Our world today is not very accepting of Faith and it becomes increasingly harder as I grow older to maintain what I want, which is a high level of Faith. Personally, I have not really encountered much Atheism in my life. I know some people who claim to be atheists, but that doesn't bother me or make me think that much about whether or not there is a God. I have accepted the fact that there is a God, not because I have proof, but because I see what I consider "signs" in my daily life. These can include anything from the close, intimate, loving feeling that I feel in church or adoration, or something as simple as a sunrise on my drive to school. Who knows? Maybe I am brainwashed from growing up in a Catholic family and having 9 years of Catholic grade school and the whole "Jesus loves you" religion shit that they spoonfeed there. Who knows? I have thought about the possibility of there being no God though, and to me, it is impossible that this world was created without the aid of a higher being. I cannot imagine us just forming from nothing into this vast culture without some sort of help. I also think about the saints who lived their lives fully believing in God at some point or another and all of the good it did for them. It wasn't just coincidence.
This brings me to my second point, the challenge of scientism. I struggle slightly more with this idea and my Faith than with atheism. I am a very practical person. I do things in a certain order, everything is either right or wrong, and everything has an explanation, EXCEPT God. The practical side of me takes over at times, though, and attempts to explain everything as if there were no God. "The sun coming up is not a miracle, but a phenomenon that is caused by the earth's rotation and its orbit around the sun." Ok, fine. I completely agree, but then when the question of "How did the sun and earth get here in the first place?" comes up, answers are much less certain, almost not certain at all. I cannot accept that the universe started with a "Big Bang." It's a fine theory and makes sense, but how did the stuff for the "bang" get there? It is like a never-ending ladder. No matter what, there is always one step higher to go in explaining, and to me all the ladders lead to one solution: a higher power exists. Now, we cannot explain this higher power, nor are we supposed to. We cannot know how He got there or why He is there, He is beyond the scope of the human mind, and we must just accept that. that answer is good enough for me, but others want a solution. They're just going to be searching for a long, long time.

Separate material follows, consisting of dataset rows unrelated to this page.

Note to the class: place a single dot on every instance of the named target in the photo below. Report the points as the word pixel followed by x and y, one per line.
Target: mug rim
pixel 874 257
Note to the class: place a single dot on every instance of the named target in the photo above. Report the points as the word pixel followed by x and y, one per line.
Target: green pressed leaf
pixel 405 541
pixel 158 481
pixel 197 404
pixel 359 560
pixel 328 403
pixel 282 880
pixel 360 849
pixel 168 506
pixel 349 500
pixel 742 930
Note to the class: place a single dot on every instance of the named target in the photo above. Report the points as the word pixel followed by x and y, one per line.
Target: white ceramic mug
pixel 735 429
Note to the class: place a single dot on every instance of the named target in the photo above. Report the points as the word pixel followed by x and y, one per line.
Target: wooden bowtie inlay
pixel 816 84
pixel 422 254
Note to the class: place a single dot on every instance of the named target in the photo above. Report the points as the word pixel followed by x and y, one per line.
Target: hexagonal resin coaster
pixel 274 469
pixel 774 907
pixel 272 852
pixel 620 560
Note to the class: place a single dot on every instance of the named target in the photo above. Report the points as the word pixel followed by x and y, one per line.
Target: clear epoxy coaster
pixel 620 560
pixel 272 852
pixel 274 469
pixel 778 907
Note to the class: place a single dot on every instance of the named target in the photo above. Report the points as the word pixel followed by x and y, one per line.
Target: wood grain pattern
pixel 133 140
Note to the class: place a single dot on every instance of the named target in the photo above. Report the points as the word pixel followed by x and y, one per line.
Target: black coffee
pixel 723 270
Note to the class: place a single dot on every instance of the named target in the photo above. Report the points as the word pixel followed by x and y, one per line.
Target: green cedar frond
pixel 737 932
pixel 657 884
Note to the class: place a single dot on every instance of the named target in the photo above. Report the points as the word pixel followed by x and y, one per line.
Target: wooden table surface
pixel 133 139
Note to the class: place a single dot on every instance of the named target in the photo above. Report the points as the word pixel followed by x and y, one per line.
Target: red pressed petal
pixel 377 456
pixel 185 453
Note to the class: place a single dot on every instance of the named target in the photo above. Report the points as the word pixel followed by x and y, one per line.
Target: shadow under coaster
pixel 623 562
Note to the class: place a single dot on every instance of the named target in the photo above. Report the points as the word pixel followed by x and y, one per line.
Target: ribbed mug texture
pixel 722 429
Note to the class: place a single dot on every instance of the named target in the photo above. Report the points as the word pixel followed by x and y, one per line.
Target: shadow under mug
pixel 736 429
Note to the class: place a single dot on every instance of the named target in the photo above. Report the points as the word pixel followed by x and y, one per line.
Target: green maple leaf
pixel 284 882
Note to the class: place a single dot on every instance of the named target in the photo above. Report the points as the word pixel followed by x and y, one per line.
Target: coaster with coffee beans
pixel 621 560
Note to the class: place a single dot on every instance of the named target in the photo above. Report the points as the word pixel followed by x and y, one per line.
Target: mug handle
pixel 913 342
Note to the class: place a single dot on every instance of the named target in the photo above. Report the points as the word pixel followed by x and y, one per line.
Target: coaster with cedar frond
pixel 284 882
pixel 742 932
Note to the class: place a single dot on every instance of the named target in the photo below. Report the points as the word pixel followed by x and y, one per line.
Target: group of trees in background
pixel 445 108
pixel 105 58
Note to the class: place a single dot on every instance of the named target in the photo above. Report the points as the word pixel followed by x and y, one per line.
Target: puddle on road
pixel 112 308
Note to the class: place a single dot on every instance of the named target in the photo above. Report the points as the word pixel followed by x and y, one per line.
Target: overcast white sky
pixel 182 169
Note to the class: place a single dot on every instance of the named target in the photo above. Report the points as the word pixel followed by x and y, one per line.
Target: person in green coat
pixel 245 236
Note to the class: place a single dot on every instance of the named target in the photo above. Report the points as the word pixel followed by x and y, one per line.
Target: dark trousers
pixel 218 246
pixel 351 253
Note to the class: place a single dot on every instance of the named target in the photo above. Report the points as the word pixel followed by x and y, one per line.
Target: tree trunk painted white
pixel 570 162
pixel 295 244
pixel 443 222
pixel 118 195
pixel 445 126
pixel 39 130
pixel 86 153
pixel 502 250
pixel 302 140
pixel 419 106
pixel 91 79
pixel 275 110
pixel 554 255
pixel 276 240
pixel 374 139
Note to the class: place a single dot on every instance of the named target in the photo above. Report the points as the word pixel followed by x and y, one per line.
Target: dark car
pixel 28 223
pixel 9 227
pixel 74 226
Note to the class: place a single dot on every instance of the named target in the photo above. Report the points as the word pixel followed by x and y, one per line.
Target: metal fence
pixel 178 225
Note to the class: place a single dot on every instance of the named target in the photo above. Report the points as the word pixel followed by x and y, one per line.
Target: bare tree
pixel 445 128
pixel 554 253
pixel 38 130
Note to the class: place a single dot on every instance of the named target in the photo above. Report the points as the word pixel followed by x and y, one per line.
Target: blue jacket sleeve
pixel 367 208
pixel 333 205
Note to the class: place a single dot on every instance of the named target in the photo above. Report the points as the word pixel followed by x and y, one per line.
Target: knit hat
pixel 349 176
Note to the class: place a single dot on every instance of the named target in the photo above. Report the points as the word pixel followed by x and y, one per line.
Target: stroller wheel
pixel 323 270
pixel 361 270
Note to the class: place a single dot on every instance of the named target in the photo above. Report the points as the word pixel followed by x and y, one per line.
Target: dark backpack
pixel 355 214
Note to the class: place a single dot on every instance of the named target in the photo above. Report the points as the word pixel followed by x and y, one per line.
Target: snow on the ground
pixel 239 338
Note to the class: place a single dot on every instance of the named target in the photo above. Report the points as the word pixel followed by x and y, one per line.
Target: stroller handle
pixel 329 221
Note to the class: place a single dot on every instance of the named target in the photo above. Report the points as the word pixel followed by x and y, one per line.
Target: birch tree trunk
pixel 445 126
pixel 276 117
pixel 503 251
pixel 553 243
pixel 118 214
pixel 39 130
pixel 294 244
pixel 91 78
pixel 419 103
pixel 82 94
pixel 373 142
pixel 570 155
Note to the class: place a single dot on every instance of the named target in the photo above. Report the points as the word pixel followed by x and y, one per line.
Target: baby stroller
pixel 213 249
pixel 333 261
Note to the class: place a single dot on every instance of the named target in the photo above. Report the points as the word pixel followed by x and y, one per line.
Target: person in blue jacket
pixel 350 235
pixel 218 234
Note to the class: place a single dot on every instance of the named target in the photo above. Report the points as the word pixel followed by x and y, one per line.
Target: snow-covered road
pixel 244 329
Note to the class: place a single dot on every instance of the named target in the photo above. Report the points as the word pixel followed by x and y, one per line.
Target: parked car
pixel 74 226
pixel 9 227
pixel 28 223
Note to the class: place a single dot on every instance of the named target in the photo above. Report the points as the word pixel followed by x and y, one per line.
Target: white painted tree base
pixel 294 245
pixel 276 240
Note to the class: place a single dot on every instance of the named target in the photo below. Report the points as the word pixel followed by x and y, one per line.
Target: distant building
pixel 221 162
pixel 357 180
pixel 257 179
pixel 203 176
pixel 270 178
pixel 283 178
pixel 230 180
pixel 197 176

Our culture and the media also present a challenge to Faith through what is called "dehumanization". Dehumanization is the devaluation of human life and its sacredness through our consumerist culture. This includes the degredation of women in advertising and in the media. The image of women portrayed in our culture is not how women are or should be in reality. Very few women look like the scantily-clad supermodels on billboards and in magazines, and this image presents problems for both sexes. Women, especially teenagers, are sold this image and want to be like the model because the model is beautiful and "perfect". This can lead to issues such as eating disorders and low self esteem which are not healthy and do not respect the person. For men, the product is being advertised to us, but it is the sex that really sells. That hot girl becomes a standard at times, and the thought that women are like objects to lust after takes over. This can lead to issues such as disrespect of women when in their company and addictions to things like pornography. These compromise morals in our society and in all of us. To be a man of Faith, I try to live a moral life, but I do fail at times. The picture painted by society is so tempting because giving in feels freat at the time. I must overcome this immediate gratification and walk the straight path of a moral person if I want to have the strong Faith that I desire. I have found that walking this path leads to a deep sense of fufillment and longterm satisfaction, which is a better feeling than any immediat action can give me.
In our world, it is not easy to live by and have Faith. I do fail at times, but that is what Reconciliation is for, and then I try to be good again. Why our world has so many challenges, I do not have the best answer. I do not know if there is a right answer. I do know, though, that overcoming the curveballs of life strengthens and deepens my Faith; bringing me closer to God and the ultimate reward of eternal life at the end of time.